Вот часы-то ему и нужны. Говорят, будто часы подобны философам: невозможно найти хотя бы двоих, полностью согласных между собою. Но часы Ктесибия были Платоном среди часов.

– Алкмеон, принеси-ка мне чашу воды. Хотя нет… – передумал Плиний, когда раб был уже на полпути к двери. Географ Страбон назвал Неаполитанский залив «винной чашей». – Пожалуй, я лучше выпью вина. Только какого-нибудь дешевого. Наверное, суррентского.

Он тяжело опустился в кресло.

– Итак, Алексион, на чем мы остановились?

– На черновике сообщения императору, господин.

– Ага. Продолжим.

Теперь, когда рассвело, следовало при помощи сигнальных вышек отослать депешу новому императору, Титу, и известить его о проблемах с акведуком. Она полетит от вышки к вышке, и так до самого Рима, и к полудню попадет к императору. Интересно, что же новый властелин мира предпримет по такому случаю?

– Мы отправим сообщение императору, а потом, пожалуй, начнем новую записную книжку и внесем в нее некоторые научные наблюдения. Тебя это интересует?

– Да, господин. – Раб взял в руки стило и восковую дощечку, стараясь подавить зевоту. Плиний притворился, будто не замечает этого. Он постучал пальцем по губам. Префект хорошо знал нового императора. Они вместе служили в Германии. Обаятельный, высококультурный, умный – и абсолютно безжалостный. Известие о том, что четверть миллиона человек осталось без воды, вполне способно вызвать один из его знаменитых припадков смертоносного гнева. Значит, нужно очень тщательно подобрать слова.

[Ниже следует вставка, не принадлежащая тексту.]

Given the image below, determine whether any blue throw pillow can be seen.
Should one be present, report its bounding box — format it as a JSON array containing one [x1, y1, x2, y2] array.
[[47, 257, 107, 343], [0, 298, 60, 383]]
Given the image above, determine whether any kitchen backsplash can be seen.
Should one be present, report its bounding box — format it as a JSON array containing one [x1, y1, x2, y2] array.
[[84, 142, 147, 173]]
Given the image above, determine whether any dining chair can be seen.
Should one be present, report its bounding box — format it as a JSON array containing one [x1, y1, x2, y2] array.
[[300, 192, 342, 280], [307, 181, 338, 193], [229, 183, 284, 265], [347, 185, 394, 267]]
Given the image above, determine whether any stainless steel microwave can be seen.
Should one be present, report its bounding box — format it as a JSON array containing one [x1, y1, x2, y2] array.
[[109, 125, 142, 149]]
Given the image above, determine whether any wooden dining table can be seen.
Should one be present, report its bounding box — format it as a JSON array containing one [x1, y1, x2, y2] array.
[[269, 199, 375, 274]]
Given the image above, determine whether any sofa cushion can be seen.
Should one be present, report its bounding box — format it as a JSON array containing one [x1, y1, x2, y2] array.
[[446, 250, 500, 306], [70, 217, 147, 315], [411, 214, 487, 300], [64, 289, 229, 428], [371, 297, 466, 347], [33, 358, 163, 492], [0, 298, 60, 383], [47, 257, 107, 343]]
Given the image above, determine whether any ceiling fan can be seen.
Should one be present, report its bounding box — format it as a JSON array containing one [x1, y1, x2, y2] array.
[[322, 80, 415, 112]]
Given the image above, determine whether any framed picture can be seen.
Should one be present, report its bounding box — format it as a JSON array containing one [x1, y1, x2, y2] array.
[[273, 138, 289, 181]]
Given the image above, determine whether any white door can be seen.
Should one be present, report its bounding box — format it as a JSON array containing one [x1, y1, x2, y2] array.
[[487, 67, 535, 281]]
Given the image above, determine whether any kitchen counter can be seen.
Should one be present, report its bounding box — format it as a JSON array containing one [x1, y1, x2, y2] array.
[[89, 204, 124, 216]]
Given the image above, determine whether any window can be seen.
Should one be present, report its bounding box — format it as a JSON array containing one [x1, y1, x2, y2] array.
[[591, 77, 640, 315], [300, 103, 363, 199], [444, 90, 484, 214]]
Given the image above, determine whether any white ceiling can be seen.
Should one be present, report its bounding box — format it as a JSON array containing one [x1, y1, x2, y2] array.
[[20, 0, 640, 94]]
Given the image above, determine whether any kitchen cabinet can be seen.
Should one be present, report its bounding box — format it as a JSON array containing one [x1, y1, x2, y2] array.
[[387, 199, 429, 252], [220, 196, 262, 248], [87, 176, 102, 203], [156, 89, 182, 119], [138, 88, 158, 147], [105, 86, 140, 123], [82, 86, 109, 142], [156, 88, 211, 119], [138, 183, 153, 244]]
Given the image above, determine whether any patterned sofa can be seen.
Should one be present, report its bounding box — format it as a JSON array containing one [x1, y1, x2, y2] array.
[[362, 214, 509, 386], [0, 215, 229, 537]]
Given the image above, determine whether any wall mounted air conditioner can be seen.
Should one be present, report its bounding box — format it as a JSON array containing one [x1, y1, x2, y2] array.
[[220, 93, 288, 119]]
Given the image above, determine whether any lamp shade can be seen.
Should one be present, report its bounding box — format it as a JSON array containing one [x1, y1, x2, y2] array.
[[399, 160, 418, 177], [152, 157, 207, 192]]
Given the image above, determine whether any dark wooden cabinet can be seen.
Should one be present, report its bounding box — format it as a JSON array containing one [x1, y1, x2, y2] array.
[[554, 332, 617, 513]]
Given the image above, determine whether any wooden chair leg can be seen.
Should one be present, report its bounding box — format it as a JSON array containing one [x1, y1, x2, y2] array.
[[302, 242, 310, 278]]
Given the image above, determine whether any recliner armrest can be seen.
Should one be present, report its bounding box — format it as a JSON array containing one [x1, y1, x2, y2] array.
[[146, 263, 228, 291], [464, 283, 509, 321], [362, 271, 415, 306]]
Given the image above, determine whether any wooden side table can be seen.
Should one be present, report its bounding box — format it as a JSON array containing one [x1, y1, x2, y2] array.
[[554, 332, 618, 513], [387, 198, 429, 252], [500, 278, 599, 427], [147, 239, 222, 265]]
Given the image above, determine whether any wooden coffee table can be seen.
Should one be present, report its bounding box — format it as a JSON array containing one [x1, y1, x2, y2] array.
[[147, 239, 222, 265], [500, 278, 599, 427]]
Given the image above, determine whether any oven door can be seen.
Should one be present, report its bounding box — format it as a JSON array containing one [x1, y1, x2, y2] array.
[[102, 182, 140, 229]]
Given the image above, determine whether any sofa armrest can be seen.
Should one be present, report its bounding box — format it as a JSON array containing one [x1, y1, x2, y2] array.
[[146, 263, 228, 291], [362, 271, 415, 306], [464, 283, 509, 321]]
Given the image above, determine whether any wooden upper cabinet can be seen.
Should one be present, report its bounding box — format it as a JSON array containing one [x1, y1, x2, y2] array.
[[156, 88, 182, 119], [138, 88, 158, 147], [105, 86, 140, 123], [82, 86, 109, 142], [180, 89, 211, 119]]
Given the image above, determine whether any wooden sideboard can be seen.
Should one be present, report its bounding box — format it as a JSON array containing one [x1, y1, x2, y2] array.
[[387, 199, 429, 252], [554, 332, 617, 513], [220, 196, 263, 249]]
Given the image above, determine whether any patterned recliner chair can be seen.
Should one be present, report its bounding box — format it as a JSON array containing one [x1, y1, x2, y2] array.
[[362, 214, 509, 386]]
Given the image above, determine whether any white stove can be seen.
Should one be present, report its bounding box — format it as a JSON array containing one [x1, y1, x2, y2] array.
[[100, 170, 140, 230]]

– «Императору Титу от префекта флота в Мизенах, – начал он. – Приветствую тебя!»


«Минерва» прошла между двумя огромными бетонными молами, защищающими вход в порт, и вырвалась на простор залива. Лимонно-желтый свет раннего утра играл на волнах. За частоколом шестов, обозначающих устричные банки, над которыми с криками вились чайки, Аттилий увидел рыбные садки виллы Гортензия. Он встал, чтобы лучше видеть, и попытался приноровиться к движению судна. Террасы, дорожки в саду, склон, на котором сидел Амплиат, наблюдая за казнью, протянувшиеся вдоль берега пандусы, мостики, ведущие к садкам, устроенный в стороне от прочих большой садок для мурен – повсюду было пусто. И красно-золотая яхта уже не стояла у причала.

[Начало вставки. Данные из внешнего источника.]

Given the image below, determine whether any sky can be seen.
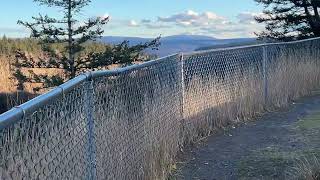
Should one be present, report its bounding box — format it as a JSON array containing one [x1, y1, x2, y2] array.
[[0, 0, 263, 38]]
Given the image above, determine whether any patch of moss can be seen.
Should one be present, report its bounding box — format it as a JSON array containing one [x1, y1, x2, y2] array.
[[297, 111, 320, 130], [237, 146, 320, 179]]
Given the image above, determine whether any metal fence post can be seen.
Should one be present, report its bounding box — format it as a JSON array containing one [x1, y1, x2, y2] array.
[[262, 45, 268, 107], [86, 80, 97, 180], [179, 53, 185, 119], [178, 53, 186, 150]]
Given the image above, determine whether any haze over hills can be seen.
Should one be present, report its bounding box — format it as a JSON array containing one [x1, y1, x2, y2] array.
[[100, 35, 256, 57]]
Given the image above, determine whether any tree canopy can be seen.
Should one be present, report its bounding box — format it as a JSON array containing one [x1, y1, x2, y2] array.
[[255, 0, 320, 40]]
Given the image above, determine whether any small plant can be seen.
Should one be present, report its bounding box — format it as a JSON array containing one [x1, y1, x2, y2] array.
[[287, 156, 320, 180]]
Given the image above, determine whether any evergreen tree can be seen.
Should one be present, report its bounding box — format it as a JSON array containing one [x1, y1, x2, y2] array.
[[18, 0, 108, 83], [14, 0, 160, 90], [255, 0, 320, 40]]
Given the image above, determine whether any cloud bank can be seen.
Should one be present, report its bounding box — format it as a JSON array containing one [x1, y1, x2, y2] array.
[[103, 10, 264, 38]]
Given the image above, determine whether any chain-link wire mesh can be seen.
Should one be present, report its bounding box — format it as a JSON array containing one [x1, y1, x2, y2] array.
[[0, 39, 320, 179], [94, 56, 181, 179], [183, 46, 264, 141], [0, 82, 89, 179]]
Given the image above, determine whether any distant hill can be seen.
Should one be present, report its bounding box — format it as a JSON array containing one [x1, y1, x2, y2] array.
[[100, 35, 255, 57]]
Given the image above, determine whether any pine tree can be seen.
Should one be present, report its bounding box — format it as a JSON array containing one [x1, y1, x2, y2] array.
[[255, 0, 320, 40], [18, 0, 109, 78], [14, 0, 160, 90]]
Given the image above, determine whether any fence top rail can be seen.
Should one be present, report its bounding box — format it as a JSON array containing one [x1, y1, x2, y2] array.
[[183, 37, 320, 56], [0, 37, 320, 130], [0, 54, 178, 130]]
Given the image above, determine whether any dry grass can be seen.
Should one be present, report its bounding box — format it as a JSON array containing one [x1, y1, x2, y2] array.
[[0, 56, 63, 113], [287, 156, 320, 180], [182, 45, 320, 143], [0, 56, 16, 93]]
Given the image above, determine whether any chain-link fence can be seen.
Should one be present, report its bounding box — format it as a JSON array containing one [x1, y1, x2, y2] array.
[[0, 39, 320, 179]]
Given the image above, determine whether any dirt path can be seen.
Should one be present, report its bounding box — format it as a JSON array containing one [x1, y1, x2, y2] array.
[[172, 95, 320, 180]]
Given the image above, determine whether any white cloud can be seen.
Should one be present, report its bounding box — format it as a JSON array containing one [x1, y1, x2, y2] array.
[[100, 13, 111, 19], [102, 10, 264, 38], [158, 10, 225, 26], [128, 20, 139, 27], [237, 12, 262, 24]]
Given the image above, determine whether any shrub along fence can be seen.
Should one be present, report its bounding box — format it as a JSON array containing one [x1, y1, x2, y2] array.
[[0, 38, 320, 179]]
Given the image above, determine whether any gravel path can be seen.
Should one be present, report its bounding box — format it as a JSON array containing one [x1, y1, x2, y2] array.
[[173, 95, 320, 180]]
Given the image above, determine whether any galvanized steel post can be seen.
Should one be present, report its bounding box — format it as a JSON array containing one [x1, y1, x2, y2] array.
[[262, 45, 268, 107], [86, 78, 97, 180]]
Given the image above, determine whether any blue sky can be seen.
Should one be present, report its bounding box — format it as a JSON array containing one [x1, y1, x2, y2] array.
[[0, 0, 263, 38]]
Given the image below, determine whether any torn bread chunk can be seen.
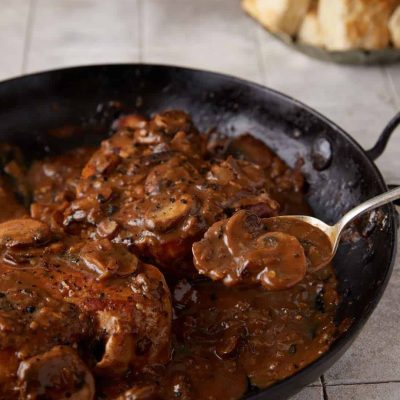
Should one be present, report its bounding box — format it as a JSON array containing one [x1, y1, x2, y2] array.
[[318, 0, 398, 50], [389, 5, 400, 48], [297, 8, 324, 47], [242, 0, 310, 36]]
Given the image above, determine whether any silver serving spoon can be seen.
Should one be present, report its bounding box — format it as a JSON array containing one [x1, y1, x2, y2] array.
[[271, 186, 400, 264]]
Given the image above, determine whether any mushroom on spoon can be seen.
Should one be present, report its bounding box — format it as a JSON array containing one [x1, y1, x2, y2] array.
[[192, 187, 400, 290]]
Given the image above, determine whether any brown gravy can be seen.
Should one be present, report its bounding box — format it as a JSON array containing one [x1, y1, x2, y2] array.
[[0, 111, 338, 400]]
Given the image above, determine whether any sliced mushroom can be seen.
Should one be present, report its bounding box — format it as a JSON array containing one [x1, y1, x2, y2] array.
[[145, 194, 194, 232], [96, 311, 135, 375], [17, 346, 95, 400], [80, 239, 138, 280], [225, 210, 263, 256], [263, 218, 332, 272], [192, 211, 307, 290], [115, 384, 160, 400], [0, 218, 50, 247], [245, 232, 307, 290], [192, 220, 241, 286]]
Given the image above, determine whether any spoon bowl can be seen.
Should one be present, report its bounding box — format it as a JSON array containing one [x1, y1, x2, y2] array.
[[267, 187, 400, 268]]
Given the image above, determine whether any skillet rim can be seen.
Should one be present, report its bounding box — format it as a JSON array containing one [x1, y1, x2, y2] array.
[[0, 63, 398, 400]]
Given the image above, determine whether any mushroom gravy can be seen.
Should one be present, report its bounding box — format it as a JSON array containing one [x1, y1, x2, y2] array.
[[0, 111, 338, 400]]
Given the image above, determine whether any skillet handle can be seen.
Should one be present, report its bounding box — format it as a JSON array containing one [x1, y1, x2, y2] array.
[[366, 111, 400, 161]]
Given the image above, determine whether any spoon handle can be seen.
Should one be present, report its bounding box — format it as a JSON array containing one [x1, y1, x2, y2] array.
[[336, 186, 400, 232]]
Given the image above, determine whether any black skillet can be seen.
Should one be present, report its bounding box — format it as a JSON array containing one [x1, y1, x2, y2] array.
[[0, 64, 400, 400]]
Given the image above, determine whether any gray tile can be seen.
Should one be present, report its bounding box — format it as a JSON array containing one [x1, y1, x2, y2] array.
[[327, 383, 400, 400], [317, 103, 400, 184], [385, 64, 400, 109], [142, 0, 262, 82], [257, 28, 394, 114], [290, 387, 323, 400], [27, 0, 139, 71], [0, 0, 30, 79], [325, 244, 400, 384]]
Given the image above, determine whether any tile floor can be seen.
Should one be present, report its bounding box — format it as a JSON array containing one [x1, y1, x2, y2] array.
[[0, 0, 400, 400]]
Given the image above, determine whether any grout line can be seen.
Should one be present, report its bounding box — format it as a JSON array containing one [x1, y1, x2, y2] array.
[[319, 375, 329, 400], [253, 25, 267, 85], [21, 0, 37, 74], [383, 67, 400, 109], [136, 0, 144, 63], [324, 380, 400, 387]]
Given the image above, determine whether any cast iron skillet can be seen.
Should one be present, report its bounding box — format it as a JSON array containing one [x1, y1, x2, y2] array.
[[0, 64, 400, 400]]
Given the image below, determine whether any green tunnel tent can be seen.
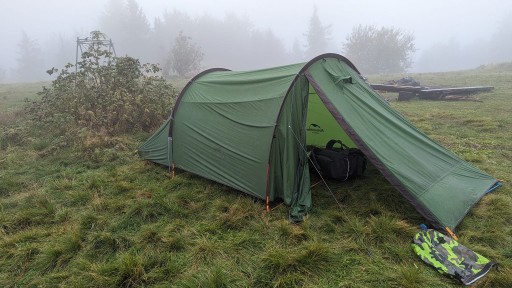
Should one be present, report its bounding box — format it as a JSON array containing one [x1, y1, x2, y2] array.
[[139, 54, 497, 230]]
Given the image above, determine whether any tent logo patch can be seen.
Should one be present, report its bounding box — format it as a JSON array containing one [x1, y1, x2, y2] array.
[[306, 123, 324, 134]]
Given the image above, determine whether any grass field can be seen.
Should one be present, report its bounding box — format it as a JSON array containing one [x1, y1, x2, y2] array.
[[0, 66, 512, 287]]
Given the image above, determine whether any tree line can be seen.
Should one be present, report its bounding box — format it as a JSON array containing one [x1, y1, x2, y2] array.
[[7, 0, 432, 81]]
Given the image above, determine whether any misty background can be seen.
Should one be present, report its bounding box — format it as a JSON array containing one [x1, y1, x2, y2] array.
[[0, 0, 512, 83]]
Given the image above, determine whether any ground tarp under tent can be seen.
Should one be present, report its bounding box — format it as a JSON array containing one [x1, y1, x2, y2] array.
[[139, 54, 497, 229]]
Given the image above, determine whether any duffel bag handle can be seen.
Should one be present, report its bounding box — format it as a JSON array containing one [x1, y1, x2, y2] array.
[[325, 139, 348, 150]]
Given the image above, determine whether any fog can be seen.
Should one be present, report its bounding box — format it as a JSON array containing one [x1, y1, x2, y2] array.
[[0, 0, 512, 82]]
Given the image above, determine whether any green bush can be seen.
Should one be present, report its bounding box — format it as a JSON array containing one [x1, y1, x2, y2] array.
[[29, 31, 176, 135]]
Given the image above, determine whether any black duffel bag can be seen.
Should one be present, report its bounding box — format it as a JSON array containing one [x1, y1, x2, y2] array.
[[310, 140, 366, 181]]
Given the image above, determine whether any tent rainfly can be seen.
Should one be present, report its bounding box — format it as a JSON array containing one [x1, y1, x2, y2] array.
[[139, 54, 498, 230]]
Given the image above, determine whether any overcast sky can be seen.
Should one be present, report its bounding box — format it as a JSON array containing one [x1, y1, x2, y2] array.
[[0, 0, 512, 69]]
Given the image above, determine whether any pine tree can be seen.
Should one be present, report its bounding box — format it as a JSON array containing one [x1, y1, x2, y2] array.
[[304, 7, 331, 58], [15, 31, 45, 81]]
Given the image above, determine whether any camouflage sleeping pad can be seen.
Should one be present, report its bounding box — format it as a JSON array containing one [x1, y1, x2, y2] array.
[[412, 229, 496, 285]]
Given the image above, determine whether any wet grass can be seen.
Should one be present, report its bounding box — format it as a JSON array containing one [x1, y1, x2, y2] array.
[[0, 69, 512, 287]]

Да, Ата сказала правду: они ушли.

Когда Аттилий перед рассветом покидал резервуар, старуха еще не пришла в себя. Аттилий положил ее на соломенном тюфяке в одной из комнат, соседствующих с кухней, и велел приставленному к хозяйству рабу, Филону, вызвать врача и позаботиться о старухе. Филон скривился, но Аттилий рявкнул на него, чтобы тот не выпендривался, а делал, что велят. Если старуха умрет – что ж, возможно, это самый милосердный для нее исход. Если же поправится – может остаться, он не возражает. Ему так или иначе пришлось бы покупать какого-нибудь раба, чтобы тот заботился о его одежде и еде. Работа несложная: Аттилий всегда был неприхотлив и не уделял этому особого внимания. Пока он был женат, домашним хозяйством ведала Сабина. После ее кончины хлопоты взяла на себя мать.

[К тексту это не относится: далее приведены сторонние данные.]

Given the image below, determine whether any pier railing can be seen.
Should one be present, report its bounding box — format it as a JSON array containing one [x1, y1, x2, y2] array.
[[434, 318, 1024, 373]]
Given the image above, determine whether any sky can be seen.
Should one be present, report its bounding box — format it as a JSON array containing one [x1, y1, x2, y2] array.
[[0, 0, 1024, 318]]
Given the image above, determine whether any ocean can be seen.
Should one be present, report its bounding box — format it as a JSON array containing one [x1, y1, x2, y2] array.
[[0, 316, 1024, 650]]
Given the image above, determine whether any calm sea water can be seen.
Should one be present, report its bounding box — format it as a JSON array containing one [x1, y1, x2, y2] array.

Огромная вилла казалась темной и мрачной, словно гробница; крики чаек напоминали вопли плакальщиц.

– Я слыхал, будто он отвалил за дом кучу серебра, – сказал Муса.

Аттилий хмыкнул, не отрывая взгляда от виллы.

– Ну, его здесь все равно нет.

– Амплиата? Конечно, нет. И никогда не бывает. У него дома повсюду. По большей части он живет в Помпеях.

– В Помпеях?

Вот теперь акварий оглянулся. Муса сидел, скрестив ноги, прислонившись к груде инструментов, и ел фигу. Он вечно что-то жевал. Жена каждый день давала ему с собой столько еды, что хватило бы на дюжину человек. Муса засунул в рот последний кусочек плода и облизал пальцы.